You wouldn't need that. The seasonal lag is not primarily a result of TSI variations, it's purely geometric. (I hope it's obvious how we know this). You should be able to pick a reasonable TSI and work it from there. Pick a latitude. The deposited energy increases by X%, owing to the angle and duration changes. That accounts for an increase in temperature. e.g. where I live the average temp is ~15ºC, but the July/August average is ~25ºC. Does your model agree if only ~1% of the excess deposited solar energy is making it back into the atmosphere? (1/4 of 4% in 3 months) Or must that number be bigger?

 

 

The only claim I am making is that if there is a response, that if slow enough, can account for solar effect of warming into this century. I don't know if my low values of 3% or 4% is in the ballpark. I could be off. What annoys me is the certainty by you and others that it is so much higher.

 

Your idea flies in the face of well-established physics. Plus, you haven't made your case. You decry the use of blogs to make arguments, but how are discussion-board posts any different? Why should we just assume you are right?

 

Maybe I incorrectly assumed what you meant.

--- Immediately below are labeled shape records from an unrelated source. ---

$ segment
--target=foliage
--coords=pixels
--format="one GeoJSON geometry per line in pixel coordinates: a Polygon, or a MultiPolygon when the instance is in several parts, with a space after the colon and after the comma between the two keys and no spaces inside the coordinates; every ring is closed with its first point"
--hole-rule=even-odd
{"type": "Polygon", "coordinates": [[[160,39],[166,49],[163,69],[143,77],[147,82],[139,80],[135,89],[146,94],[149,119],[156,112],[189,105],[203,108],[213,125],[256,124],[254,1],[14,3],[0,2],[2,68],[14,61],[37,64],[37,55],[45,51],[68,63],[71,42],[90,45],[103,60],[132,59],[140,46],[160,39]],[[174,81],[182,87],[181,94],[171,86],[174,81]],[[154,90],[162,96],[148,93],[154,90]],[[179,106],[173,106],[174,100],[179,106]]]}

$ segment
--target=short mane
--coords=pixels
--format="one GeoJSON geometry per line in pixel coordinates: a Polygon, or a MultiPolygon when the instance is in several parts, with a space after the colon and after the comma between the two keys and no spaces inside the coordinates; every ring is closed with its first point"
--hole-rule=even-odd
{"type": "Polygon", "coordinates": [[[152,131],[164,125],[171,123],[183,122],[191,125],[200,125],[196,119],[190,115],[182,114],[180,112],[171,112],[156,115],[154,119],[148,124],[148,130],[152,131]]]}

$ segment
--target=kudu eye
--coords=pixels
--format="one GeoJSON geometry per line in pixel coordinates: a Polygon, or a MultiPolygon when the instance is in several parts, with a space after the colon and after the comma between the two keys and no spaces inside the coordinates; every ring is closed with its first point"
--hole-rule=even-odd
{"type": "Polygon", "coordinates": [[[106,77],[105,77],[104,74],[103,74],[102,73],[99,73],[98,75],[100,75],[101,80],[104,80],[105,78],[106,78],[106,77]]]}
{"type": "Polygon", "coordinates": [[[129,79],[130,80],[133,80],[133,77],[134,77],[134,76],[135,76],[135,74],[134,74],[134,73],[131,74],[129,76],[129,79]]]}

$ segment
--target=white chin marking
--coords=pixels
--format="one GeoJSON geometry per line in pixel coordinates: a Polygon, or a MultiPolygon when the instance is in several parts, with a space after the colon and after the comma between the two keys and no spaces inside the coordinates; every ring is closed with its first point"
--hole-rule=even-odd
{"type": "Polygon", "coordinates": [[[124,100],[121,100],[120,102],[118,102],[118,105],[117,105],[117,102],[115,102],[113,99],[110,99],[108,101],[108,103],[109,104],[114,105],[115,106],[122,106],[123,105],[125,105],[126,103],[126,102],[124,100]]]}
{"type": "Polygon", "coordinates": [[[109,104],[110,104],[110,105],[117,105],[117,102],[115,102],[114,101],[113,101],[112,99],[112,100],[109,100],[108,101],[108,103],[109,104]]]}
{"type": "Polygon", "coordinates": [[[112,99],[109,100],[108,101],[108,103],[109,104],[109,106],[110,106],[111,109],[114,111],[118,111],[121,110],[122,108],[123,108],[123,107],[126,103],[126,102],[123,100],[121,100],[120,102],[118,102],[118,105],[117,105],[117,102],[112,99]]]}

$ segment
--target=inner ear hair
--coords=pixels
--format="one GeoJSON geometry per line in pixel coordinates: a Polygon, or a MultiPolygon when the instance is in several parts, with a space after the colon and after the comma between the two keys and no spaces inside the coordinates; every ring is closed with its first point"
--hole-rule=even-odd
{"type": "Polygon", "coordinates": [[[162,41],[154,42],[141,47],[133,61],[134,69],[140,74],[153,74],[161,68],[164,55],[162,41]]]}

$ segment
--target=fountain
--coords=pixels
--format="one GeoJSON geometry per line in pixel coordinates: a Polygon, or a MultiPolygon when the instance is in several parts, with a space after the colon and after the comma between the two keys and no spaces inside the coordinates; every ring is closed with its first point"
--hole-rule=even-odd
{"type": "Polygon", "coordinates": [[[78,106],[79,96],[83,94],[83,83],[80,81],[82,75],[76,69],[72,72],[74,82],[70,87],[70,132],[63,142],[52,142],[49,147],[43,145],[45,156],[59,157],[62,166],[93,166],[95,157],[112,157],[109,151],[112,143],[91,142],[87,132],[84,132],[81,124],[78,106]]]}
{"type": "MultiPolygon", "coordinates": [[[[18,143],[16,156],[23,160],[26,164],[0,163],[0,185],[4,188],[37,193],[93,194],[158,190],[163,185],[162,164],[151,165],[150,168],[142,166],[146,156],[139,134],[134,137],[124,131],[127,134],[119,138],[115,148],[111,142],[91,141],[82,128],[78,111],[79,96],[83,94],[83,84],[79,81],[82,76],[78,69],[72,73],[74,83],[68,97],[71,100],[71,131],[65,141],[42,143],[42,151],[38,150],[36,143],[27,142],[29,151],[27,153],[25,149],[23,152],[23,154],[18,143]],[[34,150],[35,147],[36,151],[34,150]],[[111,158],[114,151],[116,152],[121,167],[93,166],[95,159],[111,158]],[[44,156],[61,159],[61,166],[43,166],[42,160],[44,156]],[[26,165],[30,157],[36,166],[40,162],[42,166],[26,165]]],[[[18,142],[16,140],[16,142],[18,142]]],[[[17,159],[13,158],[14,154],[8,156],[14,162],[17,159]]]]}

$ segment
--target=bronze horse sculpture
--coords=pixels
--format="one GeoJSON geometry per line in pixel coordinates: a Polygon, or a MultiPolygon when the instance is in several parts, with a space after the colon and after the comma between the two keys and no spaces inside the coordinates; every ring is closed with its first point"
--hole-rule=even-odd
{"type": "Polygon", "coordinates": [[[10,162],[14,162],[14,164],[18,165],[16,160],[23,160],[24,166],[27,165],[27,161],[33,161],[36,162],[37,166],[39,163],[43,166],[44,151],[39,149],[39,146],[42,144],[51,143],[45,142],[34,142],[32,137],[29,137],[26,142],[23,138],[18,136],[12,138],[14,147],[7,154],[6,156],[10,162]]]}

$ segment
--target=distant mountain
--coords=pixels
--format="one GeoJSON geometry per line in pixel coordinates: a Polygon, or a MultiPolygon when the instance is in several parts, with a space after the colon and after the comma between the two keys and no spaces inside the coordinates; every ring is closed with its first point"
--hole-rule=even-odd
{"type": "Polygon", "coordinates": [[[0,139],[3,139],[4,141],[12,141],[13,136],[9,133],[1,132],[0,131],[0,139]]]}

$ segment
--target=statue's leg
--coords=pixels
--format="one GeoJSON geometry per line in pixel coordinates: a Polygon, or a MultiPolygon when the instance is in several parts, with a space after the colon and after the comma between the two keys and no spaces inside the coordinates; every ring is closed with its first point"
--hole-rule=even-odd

Sorry if so.

 

Do you claim radioactive decay is linear as will, since it consistently reduced by 50% over a given number of years, and another 50% over the next step of the same number of years?

 

Radioactive decay is a well-established principle. The probability of decay is directly proportional to the number of atoms, and the result in an exponential decay. Those are well-defined terms in a well-known model.

 

Your model, OTOH, has not been explained to nearly the same degree of thoroughness. What's surprising is that you are surprised that people are confused. To wit:

 

It's simply an unquantified value. It only shows a relative change of energy change not yet quantified. Quantification, I would leave to those who have a better tool-set for such matters.

 

"An unquantified value"? Really? How can you make a quantitative prediction from it? And without that, how can you have any legitimate confidence that you're right? How is it reasonable for you to expect us to follow your model when the linchpin is an "unquantified value"?

 

I'm going by the approximate 10 meters seen in various works of spectral absorption in sea water.

 

 

It appears to me that around half the shortwave by this graph, penetrates past 10 meters. Most the ocean will fall into catagory I, II, and III.

 

10 meter penetration has nothing to do with mixing.

 

Most of the oceans do not fall into category I, II, and III quite so simply, since "Incidence angle is 90°". The sun is directly overhead over only a small fraction of the ocean. Coming in at an angle increases the path length for a given penetration depth. e.g. at 45º, you get 10 meters of penetration at a depth of only 7 meters. (Also, reflection generally increase as you move away from normal incidence, so it ignores the reduction in energy that's deposited.)

 

Still, if you are at a transmission of even 80% per meter, half of the energy is deposited in the first 3 meters. (and less depth than that, if not at 90º).

 

Didn't I elude to emissivity and re-emission of energy?

 

If not, I meant to. It amounts to the absorbed energy being re-emitted with Planck's law of black-body radiation. this only happens at the immediate surface of the earths surface. It doesn't apply to energy absorbed meters deep in the water.

 

You asked about reflection, and I answered. Planck's law is about thermal radiation, so whether you "eluded" (sic) to it or not is moot.